1.1 Aufbau des Kugellagers
1.2 Varianten des Kugellagers im Klassenzimmer
2. Wofür ist die Kugellager-Methode hilfreich?
2.1 Frei sprechen und aktiv zuhören
2.2 Kooperatives Lernen anbahnen
3. Wie Sie die Kugellager-Methode im Unterricht einsetzen
3.1 Wie implementiere ich die Kugellager-Methode?
3.2 Was tun, wenn die Schülerzahl ungerade ist?
3.3 Welche Einsatzmöglichkeiten bietet das Kugellager?
3.4 Kugellager für Fortgeschrittene: Die Expertenrunde
Wofür ist die Kugellager-Methode hilfreich?
Das Kugellager ist eine ausgezeichnete Methode, wenn Sie eine Diskussion anregen und alle Schüler in kurzer Zeit zur Meinungsäußerung bewegen möchten. Ebenso gut lässt sich das Kugellager zur Selbstkontrolle des Schülerwissens und zur Ergebnissicherung einsetzen.
Diese Methode hilft vor allem in Lerngruppen, die sich mit Unterrichtsgesprächen schwertun. In fast jeder Klasse gibt es einige Schüler, die sich rege beteiligen, jedoch stark lehrerfixiert sind. Andere sind still oder brauchen einfach länger, bis sie sich melden. Das Kugellager bindet alle ins Geschehen ein.
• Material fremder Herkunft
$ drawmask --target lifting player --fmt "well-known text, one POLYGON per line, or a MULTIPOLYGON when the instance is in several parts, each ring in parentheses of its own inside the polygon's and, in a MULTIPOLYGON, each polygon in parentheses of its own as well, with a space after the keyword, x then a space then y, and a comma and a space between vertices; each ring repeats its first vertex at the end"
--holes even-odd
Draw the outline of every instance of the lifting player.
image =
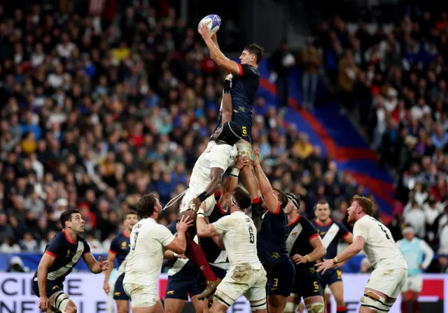
MULTIPOLYGON (((134 225, 139 222, 139 217, 135 211, 130 211, 125 215, 123 224, 125 225, 125 231, 117 235, 111 242, 109 254, 107 256, 107 261, 109 262, 109 268, 104 272, 104 285, 103 289, 106 293, 111 292, 111 286, 109 286, 109 277, 111 272, 115 264, 115 260, 118 262, 118 267, 121 265, 126 256, 129 253, 131 247, 130 244, 130 236, 132 231, 134 225)), ((129 297, 123 289, 123 279, 125 273, 119 271, 117 273, 117 279, 115 282, 114 288, 111 291, 113 293, 113 300, 117 303, 118 313, 129 312, 129 297)))
POLYGON ((109 268, 107 261, 97 262, 90 247, 79 234, 84 233, 84 220, 76 209, 63 212, 59 217, 62 231, 50 240, 33 277, 32 291, 39 297, 39 308, 44 312, 76 313, 76 305, 64 292, 63 282, 81 256, 94 274, 109 268))
MULTIPOLYGON (((348 244, 353 242, 353 235, 340 223, 330 217, 330 205, 326 201, 318 202, 314 206, 316 219, 313 221, 314 226, 322 238, 323 247, 327 249, 327 258, 332 259, 337 254, 337 245, 341 239, 348 244)), ((340 263, 342 265, 342 263, 340 263)), ((346 307, 344 302, 344 285, 342 273, 338 269, 331 268, 321 275, 321 285, 325 290, 328 286, 336 301, 336 312, 346 313, 346 307)))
Frei sprechen und aktiv zuhören
- Im Kugellager laufen die Gespräche in Alltagssprache ab. Vielen Kindern fällt das freie Sprechen leichter, wenn sie untereinander über ein Thema reden. Gleichzeitig üben sie, Informationen für ihr Gegenüber verständlich zu formulieren.
- Beim Zuhören erfahren die Kinder neue Aspekte eines Themas. Zudem lernen sie unterschiedliche Sichtweisen und Vorstellungen kennen, mit denen sie sich im Gespräch auseinandersetzen. Dadurch wird die Kommunikationsfähigkeit erheblich gefördert.
- Sachgespräche und Diskussionen finden im notenfreien Raum statt. Die Schüler können ihre Beiträge sozusagen ins Unreine äußern. Davon profitieren insbesondere sprachschwächere Schüler, die sich im Mündlichen eher selten beteiligen.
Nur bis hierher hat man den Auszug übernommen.